6. Dias depois voltei lá, a esse Espaço Cultural Sérgio Porto onde Chacal actua há anos, desta vez à sala grande onde todos os meses acontece o CEP 20.000. Centro de Experimentação Poética, roda de poesia na boca. Eu tinha amigos em palco, família mesmo. Francisco Alvim veio dos anos 70, emocionante. Chacal dançou com a cabeça de Minotauro. Lembrei-me de Vinicio Capossela. Ovunque proteggi. A noite acabou com Angélica Freitas a ler poemas do seu novo livro. Ela tinha na cabeça o chapéu que o anfitrião Chacal lhe dera. Parecia saída de uma peça de Beckett. A sala, que transbordava, parou de respirar. Angélica cortou o tempo como uma lâmina. Esperem por esses poemas sobre as mulheres sujas. O Brasil merece esses poemas.

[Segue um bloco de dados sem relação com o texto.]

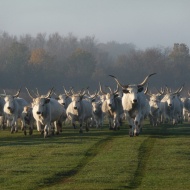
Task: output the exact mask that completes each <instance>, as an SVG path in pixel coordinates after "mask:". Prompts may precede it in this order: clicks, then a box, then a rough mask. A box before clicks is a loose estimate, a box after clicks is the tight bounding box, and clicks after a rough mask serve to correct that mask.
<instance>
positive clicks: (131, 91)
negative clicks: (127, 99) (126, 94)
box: [109, 73, 156, 104]
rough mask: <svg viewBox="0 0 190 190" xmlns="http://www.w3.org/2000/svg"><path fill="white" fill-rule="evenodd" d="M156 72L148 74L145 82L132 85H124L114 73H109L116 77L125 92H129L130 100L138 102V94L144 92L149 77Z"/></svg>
mask: <svg viewBox="0 0 190 190" xmlns="http://www.w3.org/2000/svg"><path fill="white" fill-rule="evenodd" d="M154 74H156V73H153V74H150V75H148V76H147V77H146V78H145V79H144V81H143V82H141V83H140V84H132V85H122V84H121V83H120V82H119V80H118V79H117V78H116V77H114V76H113V75H109V76H111V77H113V78H114V79H115V81H116V82H117V84H118V85H119V86H120V87H121V88H122V90H123V93H124V94H128V98H129V101H130V102H131V103H132V104H136V103H138V99H137V94H138V93H140V92H142V91H143V89H144V85H145V84H146V83H147V81H148V78H149V77H150V76H152V75H154Z"/></svg>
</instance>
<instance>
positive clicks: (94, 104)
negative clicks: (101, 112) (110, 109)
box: [92, 101, 102, 114]
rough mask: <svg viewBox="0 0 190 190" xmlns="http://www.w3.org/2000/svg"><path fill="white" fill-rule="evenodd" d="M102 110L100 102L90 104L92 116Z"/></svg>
mask: <svg viewBox="0 0 190 190" xmlns="http://www.w3.org/2000/svg"><path fill="white" fill-rule="evenodd" d="M101 110H102V102H101V101H99V102H95V101H94V102H92V111H93V113H94V114H97V113H100V112H101Z"/></svg>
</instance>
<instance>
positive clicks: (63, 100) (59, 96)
mask: <svg viewBox="0 0 190 190" xmlns="http://www.w3.org/2000/svg"><path fill="white" fill-rule="evenodd" d="M67 99H68V96H67V95H65V94H60V95H59V96H58V102H59V103H60V104H62V105H63V106H64V107H65V106H66V104H67Z"/></svg>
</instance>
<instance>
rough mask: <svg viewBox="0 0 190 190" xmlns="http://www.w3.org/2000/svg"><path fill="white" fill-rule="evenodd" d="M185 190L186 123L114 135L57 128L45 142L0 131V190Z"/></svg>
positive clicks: (119, 131) (77, 130)
mask: <svg viewBox="0 0 190 190" xmlns="http://www.w3.org/2000/svg"><path fill="white" fill-rule="evenodd" d="M10 189H14V190H17V189H18V190H21V189H22V190H34V189H35V190H64V189H72V190H73V189H76V190H80V189H81V190H82V189H83V190H84V189H88V190H90V189H139V190H141V189H143V190H144V189H146V190H149V189H151V190H153V189H159V190H160V189H162V190H165V189H166V190H170V189H171V190H180V189H183V190H186V189H190V124H188V123H185V124H181V125H176V126H172V125H163V126H160V127H151V126H150V125H148V124H146V123H145V125H144V128H143V132H142V134H141V135H140V136H138V137H129V136H128V128H127V127H126V124H124V125H123V126H122V127H121V129H120V131H110V130H108V127H107V125H105V126H104V128H103V129H102V130H100V129H90V131H89V132H88V133H86V132H85V133H83V134H79V133H78V129H75V130H74V129H72V128H71V127H69V126H64V127H63V133H62V134H61V135H59V136H52V137H48V138H46V139H44V138H43V136H41V135H40V134H38V133H37V132H36V131H35V132H34V134H33V135H32V136H29V135H28V136H24V134H23V133H22V132H21V131H19V132H18V133H15V134H10V130H4V131H0V190H10Z"/></svg>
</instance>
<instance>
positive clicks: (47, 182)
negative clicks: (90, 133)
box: [39, 136, 112, 189]
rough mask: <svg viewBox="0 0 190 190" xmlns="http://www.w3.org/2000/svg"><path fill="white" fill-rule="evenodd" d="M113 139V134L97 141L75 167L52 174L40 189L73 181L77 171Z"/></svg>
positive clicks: (47, 187)
mask: <svg viewBox="0 0 190 190" xmlns="http://www.w3.org/2000/svg"><path fill="white" fill-rule="evenodd" d="M111 140H112V136H108V137H106V138H105V139H101V140H100V141H98V142H96V143H95V144H94V145H93V146H92V147H90V148H89V149H88V150H87V151H85V152H84V157H83V158H82V159H81V160H80V162H79V163H78V165H77V166H76V167H75V168H73V169H71V170H69V171H66V172H59V173H56V174H55V175H54V176H51V178H47V179H45V180H44V183H43V185H40V186H39V189H47V188H51V186H54V185H57V184H61V186H62V185H64V184H65V183H68V182H69V181H72V178H73V177H74V176H75V175H77V173H79V172H80V171H81V170H82V169H83V168H84V167H85V165H87V164H88V162H90V161H91V160H92V159H93V158H94V157H95V156H96V155H97V154H98V153H99V151H101V150H102V149H103V148H104V146H106V144H107V143H109V141H111ZM53 188H54V187H53Z"/></svg>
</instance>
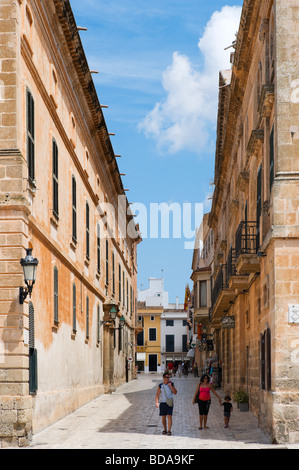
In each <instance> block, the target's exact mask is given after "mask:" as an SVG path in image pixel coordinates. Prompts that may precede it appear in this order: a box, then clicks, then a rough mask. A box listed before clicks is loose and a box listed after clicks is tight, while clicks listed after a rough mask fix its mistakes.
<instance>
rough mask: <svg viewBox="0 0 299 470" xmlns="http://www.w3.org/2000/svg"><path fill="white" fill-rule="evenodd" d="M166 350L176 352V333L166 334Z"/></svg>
mask: <svg viewBox="0 0 299 470" xmlns="http://www.w3.org/2000/svg"><path fill="white" fill-rule="evenodd" d="M165 346H166V352H174V335H165Z"/></svg>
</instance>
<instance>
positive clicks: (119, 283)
mask: <svg viewBox="0 0 299 470" xmlns="http://www.w3.org/2000/svg"><path fill="white" fill-rule="evenodd" d="M118 300H119V301H120V302H121V265H120V264H119V265H118Z"/></svg>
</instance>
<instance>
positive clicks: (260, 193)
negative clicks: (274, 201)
mask: <svg viewBox="0 0 299 470" xmlns="http://www.w3.org/2000/svg"><path fill="white" fill-rule="evenodd" d="M261 212H262V165H261V166H260V167H259V171H258V173H257V183H256V220H257V223H258V224H259V220H260V216H261Z"/></svg>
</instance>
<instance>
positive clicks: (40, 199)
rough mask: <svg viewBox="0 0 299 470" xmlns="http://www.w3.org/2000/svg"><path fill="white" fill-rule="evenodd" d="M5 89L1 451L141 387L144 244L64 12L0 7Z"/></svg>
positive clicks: (96, 97)
mask: <svg viewBox="0 0 299 470" xmlns="http://www.w3.org/2000/svg"><path fill="white" fill-rule="evenodd" d="M0 80H1V81H0V93H1V94H0V98H1V99H0V265H1V267H0V410H1V423H0V443H1V444H0V446H1V445H2V446H5V445H26V444H28V441H29V439H30V436H31V434H32V433H33V432H37V431H39V430H41V429H43V428H45V427H47V426H48V425H50V424H51V423H53V422H55V421H56V420H58V419H60V418H61V417H63V416H64V415H66V414H68V413H70V412H72V411H73V410H74V409H76V408H78V407H79V406H81V405H82V404H84V403H86V402H87V401H90V400H92V399H93V398H95V397H96V396H98V395H99V394H101V393H105V392H109V391H110V390H111V388H112V387H114V386H115V385H117V384H118V383H121V382H123V381H125V380H130V379H131V378H133V370H134V364H132V363H131V362H130V363H128V361H127V358H128V357H134V344H135V331H134V327H135V307H136V299H135V297H136V296H137V280H136V275H137V261H136V254H137V244H138V243H139V241H140V236H139V232H138V227H136V226H135V224H134V220H133V216H132V214H131V212H130V209H129V203H128V200H127V198H126V193H125V190H124V187H123V183H122V180H121V175H120V173H119V169H118V164H117V161H116V156H115V154H114V150H113V147H112V144H111V141H110V136H109V132H108V129H107V126H106V123H105V119H104V116H103V112H102V106H101V104H100V102H99V99H98V97H97V93H96V91H95V87H94V83H93V80H92V75H91V72H90V69H89V67H88V63H87V60H86V57H85V53H84V50H83V47H82V44H81V41H80V36H79V32H78V28H77V26H76V22H75V19H74V16H73V13H72V10H71V7H70V2H69V1H68V0H1V2H0ZM128 226H130V233H131V235H130V236H129V234H128V230H127V228H128ZM27 248H32V249H33V256H34V257H36V258H37V259H38V261H39V265H38V271H37V281H36V284H35V285H34V288H33V294H32V298H29V297H28V298H27V299H26V301H25V302H24V303H23V304H20V303H19V287H20V286H23V285H24V279H23V273H22V267H21V265H20V260H21V258H23V257H24V255H25V249H27ZM112 308H115V309H116V311H117V312H118V313H117V318H116V320H115V322H109V320H110V316H109V312H110V310H111V309H112ZM120 317H123V318H124V320H125V325H124V327H123V328H120V327H119V319H120Z"/></svg>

7. Então estou a escrever esta crónica no limite da revista ir para a gráfica, quinta-feira de manhã no Rio de Janeiro, à tarde em Lisboa, e esta noite são os 22 anos do CEP 20.000, ou seja há 22 anos que Chacal faz isto, arena de tudo, olhem só o convite:
“quer se entreter? deixar de se entristecer ? é só rumar para o espaço cultural sérgio porto, no humaitá, rio de janeiro, hoje às 20:30. bárbaros de todos os meridianos, de todas as latitudes, farão o impossível para tirar você do sério. o cep vinte mil faz 22 anos e quer te dar esse beijo. um brinde aos ricos de espírito. a vida é curta pra ser pequena. boralá !
20:30: batalha do passinho: emílio domingues. chacal. farani cinco três.
ana schlimovich. tiago malta. madame kaos. beatriz provasi. marcela gianinni. juliana holanda. arnaldo brandão. fausto fawcett. tavinho paes.
gringo carioca. caio paiva. ítala ísis. marilene vieira. tereza seiblitz e rosa douat. mariano marovato. augusto guimaraens. lucas viriato. cristina flores. estrondo.alicesant’anna. gregório duvivier. marília garcia. chacal.
marcelo montenegro. fábio brum. luana vignon. éber inácio. botika. gabriel mayall. macumbaião. bernardo palmeira. pedro rocha e vc.”
Fiz paste do Facebook porque podia ser um poema para dizer alto. Também acham o Chacal lá.
(Público, 2-9-2012)
fui lendo e sorrindo.
grande “Carioca”!
alexandra, que delícia. ler seu texto. fui me lembrando da vida, do gravador, de vc sentada no chão do meu apê, e seus cabelos negros e sua simpatia. sempre bom te encontrar. aqui em qualquer lugar. beijo, chacal
Alexandra,
Isso é só para te dizer ( ou melhor seria dizer-te?) o seguinte:
Ler suas crônicas me faz imensamente feliz.
Porque de repente me lembro que ler , coisa que faço mais por compulsão do que por qualquer outro desejo mais nobre, pode elevar o espírito e ser fonte de inspiração para enfrentar as chatices do dia .
Agradecido.
Olha eu neste blog, obrigado pela citação!